Jack Dorsey. Image: Shutterstock
Roughly six hours after TBD, the Bitcoin-centric subsidiary of Jack Dorsey’s Block, announced its intention to trademark the “Web5” name, the controversial plan was scrapped, with TBD saying the voice of the community was heard and it was "responding to their concerns.”
TBD took to Twitter on Tuesday to announce their intention to seek protection for Web5, in a move designed to avoid confusion over the term’s meaning and “and ensure that the term is used as intended.”
Web5—a purported “extra decentralized web platform” that would enable users’ direct control over identity and personal data—was announced in June 2022, with Dorsey saying at the time that “this will likely be our most important contribution to the internet.”
Mike Brock, who leads the TBD division inside Block (formerly Square), tells Decrypt's Dan Roberts and Sander Lutz in our Decrypting Mainnet series at Mainnet 2022 about what TBD is up to and what it's building for developers, why blockchain tech must be open-source, why payments is still the "killer app" for blockchain, why big companies will embrace blockchain "very very quickly" once the tech "reaches the point of maturity," and how Jack Dorsey influenced the company's crypto views.
The idea is to build the next iteration of the internet that would combine the legacy Web2 model and the novel conception of Web3, enabling developers to write Decentralized Web Apps (DWAs) using Decentralized Identifiers (DIDs) running on the Bitcoin blockchain.
The decision to trademark the term “Web5,” according to TBD, while not intended “to prevent others from using Web5,” came in response to the desire “to establish an initial way to defend its principles.”
“We are working on ways to enable commercial and non-commercial uses of “Web5“ as long as participants respect the meaning of the term and uphold its main attributes,” TBD said in a statement.
The move to copyright a term that reflected the ethos of decentralization was met with a lukewarm response from the community.
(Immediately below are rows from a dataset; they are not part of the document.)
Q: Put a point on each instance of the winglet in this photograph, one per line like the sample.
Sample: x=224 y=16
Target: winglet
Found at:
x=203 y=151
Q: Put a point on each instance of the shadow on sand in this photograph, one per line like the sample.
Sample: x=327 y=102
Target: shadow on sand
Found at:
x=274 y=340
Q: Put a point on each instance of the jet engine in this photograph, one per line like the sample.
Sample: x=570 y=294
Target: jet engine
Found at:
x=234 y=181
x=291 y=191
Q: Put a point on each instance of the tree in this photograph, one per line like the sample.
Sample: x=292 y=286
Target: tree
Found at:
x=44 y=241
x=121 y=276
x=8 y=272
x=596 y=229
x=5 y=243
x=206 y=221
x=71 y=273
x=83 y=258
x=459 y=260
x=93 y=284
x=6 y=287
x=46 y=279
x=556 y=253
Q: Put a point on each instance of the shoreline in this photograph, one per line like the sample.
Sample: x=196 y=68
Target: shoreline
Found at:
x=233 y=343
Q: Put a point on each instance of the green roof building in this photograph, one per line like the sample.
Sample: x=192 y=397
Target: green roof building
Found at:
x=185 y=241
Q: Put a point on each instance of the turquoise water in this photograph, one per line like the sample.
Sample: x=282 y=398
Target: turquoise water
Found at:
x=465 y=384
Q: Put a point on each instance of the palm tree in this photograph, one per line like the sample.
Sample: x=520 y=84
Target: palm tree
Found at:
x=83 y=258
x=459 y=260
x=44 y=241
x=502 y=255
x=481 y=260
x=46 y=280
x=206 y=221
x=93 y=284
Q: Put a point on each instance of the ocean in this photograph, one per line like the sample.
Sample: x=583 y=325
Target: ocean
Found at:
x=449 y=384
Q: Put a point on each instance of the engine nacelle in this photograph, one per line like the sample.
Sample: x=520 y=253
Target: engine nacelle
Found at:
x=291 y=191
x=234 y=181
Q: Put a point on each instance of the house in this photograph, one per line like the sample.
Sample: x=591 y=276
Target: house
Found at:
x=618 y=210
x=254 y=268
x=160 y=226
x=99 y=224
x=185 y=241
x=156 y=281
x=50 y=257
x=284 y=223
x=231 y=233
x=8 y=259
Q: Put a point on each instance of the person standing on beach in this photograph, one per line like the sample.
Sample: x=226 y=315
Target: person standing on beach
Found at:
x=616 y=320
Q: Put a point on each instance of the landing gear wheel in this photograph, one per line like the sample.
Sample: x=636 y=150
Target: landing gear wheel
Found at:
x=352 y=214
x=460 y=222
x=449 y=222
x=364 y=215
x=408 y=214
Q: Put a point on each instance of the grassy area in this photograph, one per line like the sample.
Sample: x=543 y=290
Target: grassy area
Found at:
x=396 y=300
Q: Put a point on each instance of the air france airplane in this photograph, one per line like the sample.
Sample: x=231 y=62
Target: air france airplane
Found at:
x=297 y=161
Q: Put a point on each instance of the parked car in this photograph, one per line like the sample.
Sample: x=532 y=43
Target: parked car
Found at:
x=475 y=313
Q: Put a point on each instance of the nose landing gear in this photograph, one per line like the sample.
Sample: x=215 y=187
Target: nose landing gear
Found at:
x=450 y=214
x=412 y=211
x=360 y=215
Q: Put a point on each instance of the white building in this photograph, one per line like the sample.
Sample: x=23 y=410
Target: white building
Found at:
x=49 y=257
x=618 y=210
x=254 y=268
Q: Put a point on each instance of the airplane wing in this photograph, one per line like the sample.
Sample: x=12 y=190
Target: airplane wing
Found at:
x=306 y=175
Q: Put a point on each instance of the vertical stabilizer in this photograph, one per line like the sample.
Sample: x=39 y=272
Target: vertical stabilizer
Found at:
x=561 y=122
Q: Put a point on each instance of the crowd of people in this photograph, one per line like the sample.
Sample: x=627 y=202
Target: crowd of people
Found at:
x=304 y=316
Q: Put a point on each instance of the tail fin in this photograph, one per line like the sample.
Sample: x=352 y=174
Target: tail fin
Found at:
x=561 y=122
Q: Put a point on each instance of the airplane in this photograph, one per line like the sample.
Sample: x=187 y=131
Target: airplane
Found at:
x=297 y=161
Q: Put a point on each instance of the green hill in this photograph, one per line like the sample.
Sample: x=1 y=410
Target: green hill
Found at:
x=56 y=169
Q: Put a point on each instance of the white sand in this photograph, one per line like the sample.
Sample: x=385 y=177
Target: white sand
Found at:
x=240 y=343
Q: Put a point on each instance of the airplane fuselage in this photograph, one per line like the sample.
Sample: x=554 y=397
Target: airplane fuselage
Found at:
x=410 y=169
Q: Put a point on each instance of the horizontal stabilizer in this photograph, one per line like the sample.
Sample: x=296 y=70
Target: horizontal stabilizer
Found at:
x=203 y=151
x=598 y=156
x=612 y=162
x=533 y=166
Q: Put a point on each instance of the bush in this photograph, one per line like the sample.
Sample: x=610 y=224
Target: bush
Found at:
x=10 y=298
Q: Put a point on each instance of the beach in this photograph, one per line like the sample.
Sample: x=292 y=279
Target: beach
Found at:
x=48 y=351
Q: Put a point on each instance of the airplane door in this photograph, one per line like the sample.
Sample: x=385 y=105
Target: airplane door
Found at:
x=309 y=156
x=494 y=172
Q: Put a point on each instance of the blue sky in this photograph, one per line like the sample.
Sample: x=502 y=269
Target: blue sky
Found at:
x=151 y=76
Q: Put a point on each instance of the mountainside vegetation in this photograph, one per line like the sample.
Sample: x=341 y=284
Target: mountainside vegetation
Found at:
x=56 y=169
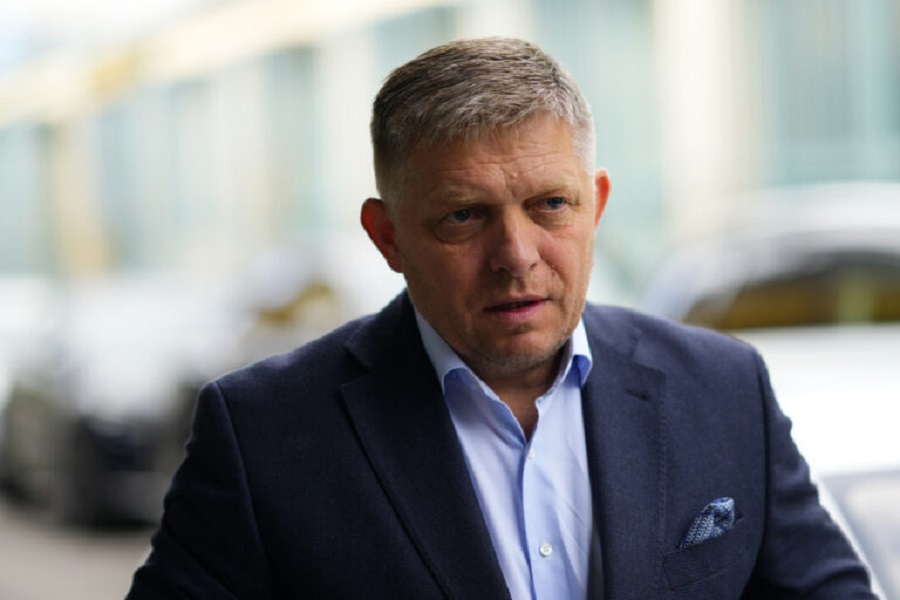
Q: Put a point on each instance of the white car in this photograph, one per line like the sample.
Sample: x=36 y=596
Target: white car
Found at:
x=813 y=281
x=841 y=388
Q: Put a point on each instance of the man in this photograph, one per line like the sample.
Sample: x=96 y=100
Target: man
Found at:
x=487 y=435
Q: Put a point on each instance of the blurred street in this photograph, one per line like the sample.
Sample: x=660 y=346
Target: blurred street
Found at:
x=42 y=561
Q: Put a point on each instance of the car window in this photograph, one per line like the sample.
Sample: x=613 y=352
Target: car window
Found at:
x=862 y=289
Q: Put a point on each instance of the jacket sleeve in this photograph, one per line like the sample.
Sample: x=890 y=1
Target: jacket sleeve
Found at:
x=804 y=553
x=207 y=545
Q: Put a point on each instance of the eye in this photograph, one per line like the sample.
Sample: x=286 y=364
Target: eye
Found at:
x=459 y=216
x=555 y=203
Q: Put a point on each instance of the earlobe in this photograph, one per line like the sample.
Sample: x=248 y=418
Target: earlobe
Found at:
x=378 y=224
x=601 y=188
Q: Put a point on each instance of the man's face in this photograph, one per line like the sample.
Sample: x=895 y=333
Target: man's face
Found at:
x=495 y=241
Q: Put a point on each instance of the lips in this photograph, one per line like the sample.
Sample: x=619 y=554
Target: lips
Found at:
x=512 y=305
x=516 y=306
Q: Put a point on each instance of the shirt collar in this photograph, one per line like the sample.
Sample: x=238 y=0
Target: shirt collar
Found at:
x=445 y=359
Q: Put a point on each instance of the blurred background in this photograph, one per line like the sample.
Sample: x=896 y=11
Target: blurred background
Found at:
x=179 y=191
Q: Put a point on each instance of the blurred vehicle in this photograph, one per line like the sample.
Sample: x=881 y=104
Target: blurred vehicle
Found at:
x=25 y=321
x=89 y=428
x=813 y=281
x=290 y=295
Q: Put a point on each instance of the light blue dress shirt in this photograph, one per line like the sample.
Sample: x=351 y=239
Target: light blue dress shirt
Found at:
x=535 y=494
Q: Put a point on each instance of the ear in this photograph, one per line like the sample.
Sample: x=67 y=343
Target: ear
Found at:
x=601 y=188
x=377 y=222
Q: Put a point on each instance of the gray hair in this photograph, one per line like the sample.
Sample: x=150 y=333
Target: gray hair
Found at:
x=468 y=89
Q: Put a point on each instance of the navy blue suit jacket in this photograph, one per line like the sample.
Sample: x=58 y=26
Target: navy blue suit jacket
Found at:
x=334 y=472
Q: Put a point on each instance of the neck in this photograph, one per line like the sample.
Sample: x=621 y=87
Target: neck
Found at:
x=519 y=392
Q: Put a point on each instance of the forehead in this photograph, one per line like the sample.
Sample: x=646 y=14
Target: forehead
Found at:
x=531 y=158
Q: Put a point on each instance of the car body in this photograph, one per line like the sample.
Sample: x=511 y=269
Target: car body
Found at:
x=89 y=427
x=812 y=280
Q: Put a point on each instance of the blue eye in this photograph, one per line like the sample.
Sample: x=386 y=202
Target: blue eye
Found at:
x=460 y=216
x=555 y=203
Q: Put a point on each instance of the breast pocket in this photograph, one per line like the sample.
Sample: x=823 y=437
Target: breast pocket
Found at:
x=707 y=559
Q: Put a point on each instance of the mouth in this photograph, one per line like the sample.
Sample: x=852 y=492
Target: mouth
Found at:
x=516 y=306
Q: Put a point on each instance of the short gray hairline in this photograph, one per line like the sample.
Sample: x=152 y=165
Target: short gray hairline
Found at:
x=388 y=177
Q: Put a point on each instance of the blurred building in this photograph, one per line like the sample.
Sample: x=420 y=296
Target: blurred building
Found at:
x=228 y=127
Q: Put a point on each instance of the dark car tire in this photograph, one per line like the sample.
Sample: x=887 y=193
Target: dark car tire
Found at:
x=75 y=497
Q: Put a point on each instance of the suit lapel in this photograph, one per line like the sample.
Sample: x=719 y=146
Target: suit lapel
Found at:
x=408 y=436
x=626 y=456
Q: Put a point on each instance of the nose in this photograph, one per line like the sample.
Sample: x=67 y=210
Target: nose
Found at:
x=515 y=244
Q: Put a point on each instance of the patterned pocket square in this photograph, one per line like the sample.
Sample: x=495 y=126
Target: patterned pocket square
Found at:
x=716 y=518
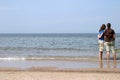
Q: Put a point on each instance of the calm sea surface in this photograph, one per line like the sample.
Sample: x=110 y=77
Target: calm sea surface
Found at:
x=49 y=46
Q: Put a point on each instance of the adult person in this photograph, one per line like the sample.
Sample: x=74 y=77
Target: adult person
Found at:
x=109 y=37
x=101 y=40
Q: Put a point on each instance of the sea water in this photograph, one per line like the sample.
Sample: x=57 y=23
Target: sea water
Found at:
x=42 y=46
x=50 y=46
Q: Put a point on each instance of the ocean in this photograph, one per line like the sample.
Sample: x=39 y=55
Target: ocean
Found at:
x=50 y=46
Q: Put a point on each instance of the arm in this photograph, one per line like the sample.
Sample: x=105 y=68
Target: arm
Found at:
x=100 y=35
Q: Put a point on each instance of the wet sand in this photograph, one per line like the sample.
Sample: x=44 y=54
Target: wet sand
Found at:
x=47 y=73
x=60 y=70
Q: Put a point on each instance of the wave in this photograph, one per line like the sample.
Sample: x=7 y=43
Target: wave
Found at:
x=35 y=48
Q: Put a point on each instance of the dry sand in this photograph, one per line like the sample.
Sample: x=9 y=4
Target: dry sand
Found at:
x=57 y=74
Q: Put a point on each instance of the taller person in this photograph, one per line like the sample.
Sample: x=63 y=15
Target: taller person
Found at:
x=109 y=37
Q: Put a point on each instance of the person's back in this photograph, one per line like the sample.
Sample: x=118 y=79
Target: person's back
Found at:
x=109 y=37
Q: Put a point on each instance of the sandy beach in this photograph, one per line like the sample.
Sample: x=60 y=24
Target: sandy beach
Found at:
x=47 y=73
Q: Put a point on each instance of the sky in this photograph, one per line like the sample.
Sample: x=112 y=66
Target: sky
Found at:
x=58 y=16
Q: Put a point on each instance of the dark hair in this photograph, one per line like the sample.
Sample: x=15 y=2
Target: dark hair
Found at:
x=102 y=27
x=108 y=25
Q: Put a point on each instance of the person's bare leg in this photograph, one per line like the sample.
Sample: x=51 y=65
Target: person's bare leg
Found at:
x=108 y=55
x=100 y=55
x=114 y=55
x=101 y=64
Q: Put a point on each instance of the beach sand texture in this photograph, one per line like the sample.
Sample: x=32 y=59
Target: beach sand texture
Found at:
x=55 y=74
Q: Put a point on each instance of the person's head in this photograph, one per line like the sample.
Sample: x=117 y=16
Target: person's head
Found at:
x=108 y=25
x=103 y=27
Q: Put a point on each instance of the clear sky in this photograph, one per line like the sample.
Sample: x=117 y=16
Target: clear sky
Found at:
x=58 y=16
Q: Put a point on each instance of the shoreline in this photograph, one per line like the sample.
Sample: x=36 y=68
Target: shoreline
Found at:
x=54 y=69
x=55 y=74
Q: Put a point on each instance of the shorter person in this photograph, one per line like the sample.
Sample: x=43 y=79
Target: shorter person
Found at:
x=101 y=40
x=109 y=36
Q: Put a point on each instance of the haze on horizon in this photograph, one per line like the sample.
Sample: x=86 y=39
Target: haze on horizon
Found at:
x=58 y=16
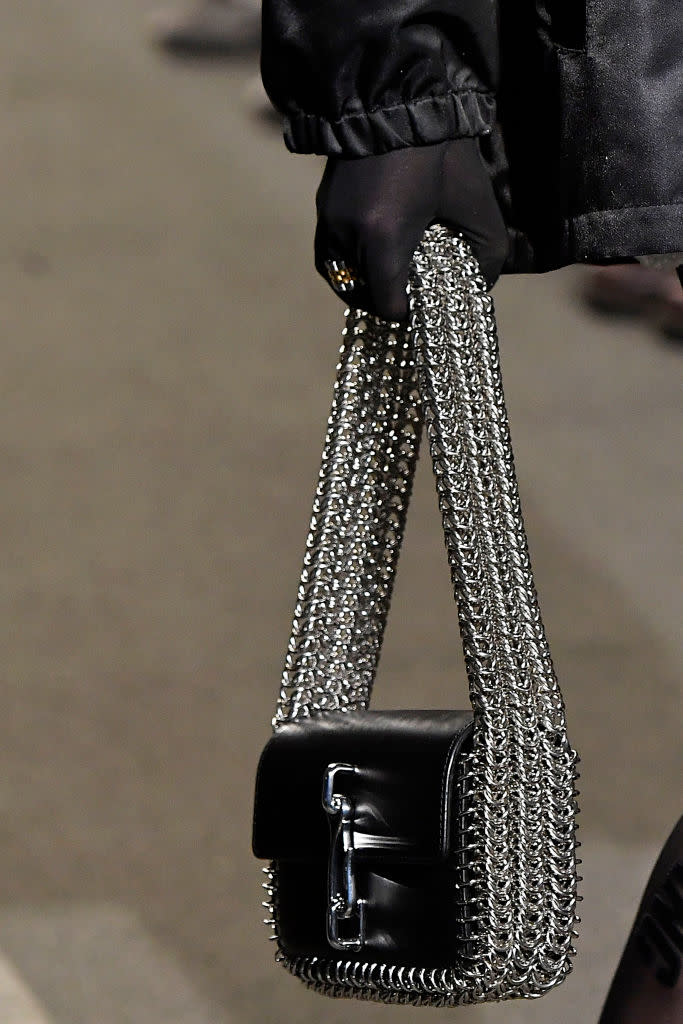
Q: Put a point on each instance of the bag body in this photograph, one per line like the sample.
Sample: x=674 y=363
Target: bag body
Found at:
x=421 y=857
x=372 y=838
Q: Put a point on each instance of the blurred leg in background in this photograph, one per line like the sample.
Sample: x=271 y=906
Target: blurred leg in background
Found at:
x=634 y=290
x=209 y=28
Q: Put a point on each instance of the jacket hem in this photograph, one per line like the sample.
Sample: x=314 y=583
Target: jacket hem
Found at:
x=628 y=231
x=598 y=237
x=422 y=122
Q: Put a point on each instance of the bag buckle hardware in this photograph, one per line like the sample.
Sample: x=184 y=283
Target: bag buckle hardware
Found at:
x=343 y=902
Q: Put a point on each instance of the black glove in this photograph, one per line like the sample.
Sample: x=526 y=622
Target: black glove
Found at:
x=373 y=211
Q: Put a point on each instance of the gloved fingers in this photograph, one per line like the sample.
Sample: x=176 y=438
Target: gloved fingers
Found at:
x=385 y=262
x=377 y=257
x=338 y=264
x=468 y=205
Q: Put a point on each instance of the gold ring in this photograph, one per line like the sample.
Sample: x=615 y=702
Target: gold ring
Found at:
x=342 y=278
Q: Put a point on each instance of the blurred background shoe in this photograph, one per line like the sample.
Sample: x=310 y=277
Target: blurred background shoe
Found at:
x=209 y=28
x=647 y=987
x=633 y=290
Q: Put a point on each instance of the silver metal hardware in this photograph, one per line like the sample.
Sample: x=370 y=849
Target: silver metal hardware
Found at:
x=343 y=902
x=517 y=791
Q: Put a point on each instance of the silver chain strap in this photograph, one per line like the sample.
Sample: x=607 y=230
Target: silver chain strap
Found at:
x=518 y=784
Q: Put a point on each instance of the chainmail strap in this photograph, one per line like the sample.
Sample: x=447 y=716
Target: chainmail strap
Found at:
x=518 y=788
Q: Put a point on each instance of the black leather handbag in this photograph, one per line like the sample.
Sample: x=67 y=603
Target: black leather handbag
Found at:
x=420 y=856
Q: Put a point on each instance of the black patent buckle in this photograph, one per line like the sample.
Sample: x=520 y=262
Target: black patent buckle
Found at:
x=346 y=912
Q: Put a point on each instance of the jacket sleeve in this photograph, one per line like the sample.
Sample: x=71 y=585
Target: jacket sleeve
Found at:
x=360 y=77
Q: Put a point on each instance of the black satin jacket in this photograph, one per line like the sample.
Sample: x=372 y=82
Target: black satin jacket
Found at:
x=578 y=103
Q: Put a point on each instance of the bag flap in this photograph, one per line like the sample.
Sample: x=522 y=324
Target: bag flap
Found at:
x=401 y=793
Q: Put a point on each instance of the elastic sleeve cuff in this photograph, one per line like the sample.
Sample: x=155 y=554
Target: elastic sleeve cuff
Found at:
x=423 y=122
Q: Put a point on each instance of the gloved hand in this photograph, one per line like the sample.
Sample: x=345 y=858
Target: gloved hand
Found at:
x=373 y=211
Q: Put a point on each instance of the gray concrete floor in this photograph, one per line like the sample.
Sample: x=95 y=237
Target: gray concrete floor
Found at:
x=166 y=364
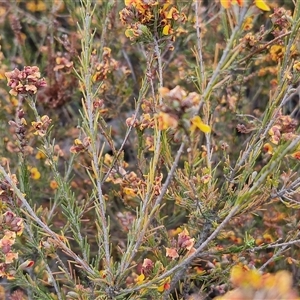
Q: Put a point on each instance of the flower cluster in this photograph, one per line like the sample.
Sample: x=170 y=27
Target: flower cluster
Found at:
x=20 y=128
x=283 y=130
x=10 y=227
x=261 y=4
x=7 y=195
x=80 y=146
x=183 y=246
x=41 y=126
x=143 y=21
x=26 y=81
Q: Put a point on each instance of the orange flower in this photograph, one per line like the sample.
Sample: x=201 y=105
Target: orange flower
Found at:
x=197 y=123
x=227 y=3
x=172 y=252
x=261 y=4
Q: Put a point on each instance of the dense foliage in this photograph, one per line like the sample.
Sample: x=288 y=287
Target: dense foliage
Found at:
x=150 y=149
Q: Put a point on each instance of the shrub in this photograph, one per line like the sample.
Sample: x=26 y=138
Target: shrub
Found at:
x=150 y=149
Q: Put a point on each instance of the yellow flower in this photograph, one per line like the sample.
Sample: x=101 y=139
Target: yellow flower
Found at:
x=261 y=4
x=35 y=174
x=227 y=3
x=165 y=285
x=198 y=123
x=35 y=6
x=140 y=279
x=40 y=155
x=53 y=185
x=167 y=30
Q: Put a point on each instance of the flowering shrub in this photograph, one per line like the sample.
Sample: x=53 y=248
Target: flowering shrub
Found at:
x=150 y=149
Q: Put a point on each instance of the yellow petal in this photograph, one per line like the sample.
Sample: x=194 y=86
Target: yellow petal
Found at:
x=166 y=29
x=140 y=279
x=225 y=3
x=261 y=4
x=198 y=123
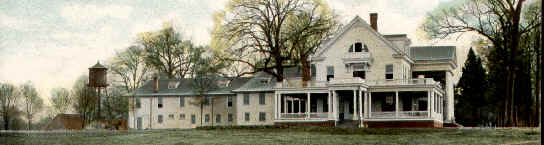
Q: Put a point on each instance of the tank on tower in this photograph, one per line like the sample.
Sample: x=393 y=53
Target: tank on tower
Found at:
x=97 y=76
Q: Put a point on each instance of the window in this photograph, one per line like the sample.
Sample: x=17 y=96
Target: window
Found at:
x=217 y=118
x=246 y=116
x=159 y=104
x=358 y=47
x=360 y=74
x=229 y=117
x=159 y=118
x=246 y=99
x=359 y=70
x=313 y=70
x=181 y=101
x=138 y=102
x=193 y=118
x=330 y=72
x=173 y=85
x=262 y=116
x=389 y=71
x=262 y=99
x=229 y=101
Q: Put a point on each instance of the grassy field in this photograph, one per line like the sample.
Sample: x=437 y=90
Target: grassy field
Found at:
x=312 y=135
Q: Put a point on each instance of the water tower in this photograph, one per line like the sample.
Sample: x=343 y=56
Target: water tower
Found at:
x=98 y=81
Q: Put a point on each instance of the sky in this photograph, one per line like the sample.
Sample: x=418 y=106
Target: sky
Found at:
x=53 y=42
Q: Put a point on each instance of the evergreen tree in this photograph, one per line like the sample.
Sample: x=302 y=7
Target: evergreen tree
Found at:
x=471 y=105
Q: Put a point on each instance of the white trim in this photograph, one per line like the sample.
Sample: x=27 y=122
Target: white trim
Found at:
x=354 y=21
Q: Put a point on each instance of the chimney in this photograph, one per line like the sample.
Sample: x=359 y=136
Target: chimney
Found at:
x=374 y=21
x=156 y=83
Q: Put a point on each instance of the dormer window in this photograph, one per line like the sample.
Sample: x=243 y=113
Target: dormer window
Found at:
x=358 y=47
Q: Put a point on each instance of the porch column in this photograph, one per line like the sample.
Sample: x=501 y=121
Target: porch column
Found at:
x=360 y=104
x=428 y=104
x=329 y=104
x=365 y=111
x=396 y=104
x=308 y=106
x=334 y=105
x=354 y=104
x=299 y=109
x=292 y=104
x=369 y=104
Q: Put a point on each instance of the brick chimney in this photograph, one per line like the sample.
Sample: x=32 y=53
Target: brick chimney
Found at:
x=156 y=83
x=374 y=21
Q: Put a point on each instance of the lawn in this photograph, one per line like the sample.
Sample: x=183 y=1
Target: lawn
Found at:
x=258 y=135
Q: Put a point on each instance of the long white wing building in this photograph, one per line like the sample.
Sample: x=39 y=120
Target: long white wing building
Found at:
x=360 y=78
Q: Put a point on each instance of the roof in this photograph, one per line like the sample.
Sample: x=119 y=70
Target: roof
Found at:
x=98 y=65
x=344 y=29
x=186 y=86
x=66 y=122
x=429 y=53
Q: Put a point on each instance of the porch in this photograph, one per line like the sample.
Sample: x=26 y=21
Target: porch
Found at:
x=352 y=101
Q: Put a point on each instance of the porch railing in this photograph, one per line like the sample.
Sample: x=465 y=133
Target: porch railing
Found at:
x=383 y=115
x=322 y=115
x=419 y=81
x=402 y=114
x=293 y=115
x=304 y=116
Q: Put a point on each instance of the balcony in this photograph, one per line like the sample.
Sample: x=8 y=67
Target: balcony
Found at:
x=403 y=82
x=298 y=83
x=356 y=57
x=304 y=116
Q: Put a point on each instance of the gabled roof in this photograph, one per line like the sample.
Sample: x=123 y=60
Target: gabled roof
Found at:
x=429 y=53
x=260 y=82
x=186 y=87
x=349 y=26
x=266 y=82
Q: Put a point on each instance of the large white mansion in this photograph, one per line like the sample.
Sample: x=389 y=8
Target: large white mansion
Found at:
x=359 y=77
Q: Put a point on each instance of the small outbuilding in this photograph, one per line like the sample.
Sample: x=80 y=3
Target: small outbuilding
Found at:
x=66 y=122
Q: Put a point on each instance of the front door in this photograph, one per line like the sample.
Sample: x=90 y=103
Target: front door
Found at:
x=139 y=123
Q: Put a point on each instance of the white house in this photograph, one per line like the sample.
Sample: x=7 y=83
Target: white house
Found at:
x=359 y=78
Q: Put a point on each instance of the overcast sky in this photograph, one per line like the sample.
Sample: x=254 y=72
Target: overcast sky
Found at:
x=52 y=42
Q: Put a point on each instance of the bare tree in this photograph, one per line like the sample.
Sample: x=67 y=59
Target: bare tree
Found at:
x=32 y=102
x=9 y=98
x=256 y=33
x=204 y=75
x=307 y=30
x=61 y=100
x=166 y=51
x=129 y=65
x=115 y=104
Many commentators noted this would contradict the very idea of a decentralized internet.
“Nothing says 'free and decentralized' like one organization getting to choose who is 'free and decentralized,'" said one user.
“Welcome to the real decentralized web. you will need our permission in order to be able to use the term decentralized web… can't tell truth from satire anymore,” added another.
In an attempt to justify the move, the TBD project lead Mike Brock said, “we have seen people trying to sell 'Web5' tokens on casino exchanges and people trying to sell NFTs as 'Web5,'" adding that the company was not going “to take that sitting down.”
According to Brock, TBD was going to place the trademark for Web5 “under the control of an independent organization, which is not owned or controlled by Block.”
“Web5 has zero direct commercial benefit to Block. Everything we are doing is 100% open source, and our goal is to create an independent community organization and/or donate protocols to standards bodies. But we're not going to let scammers operate under the color of Web5,” added Brock.
Despite TBD seemingly being committed to its initial plan, the resolution to the matter came quicker than many probably expected.
In their next tweet late on Tuesday night, TBD said, “we are suspending and rescinding our previously announced plan until further notice.”
“While our concerns here have not abated, we have heard loud voices in the community who are concerned about the potential for abuse of trademark law in ways that would undermine the mission of decentralization,” said the tweet.
TBD added that its goal is “to catalyze the community and have Web5 exist as its own thing, separate from TBD and Block. This move now, even given the aforementioned concerns, undermines people’s trust in that mission.”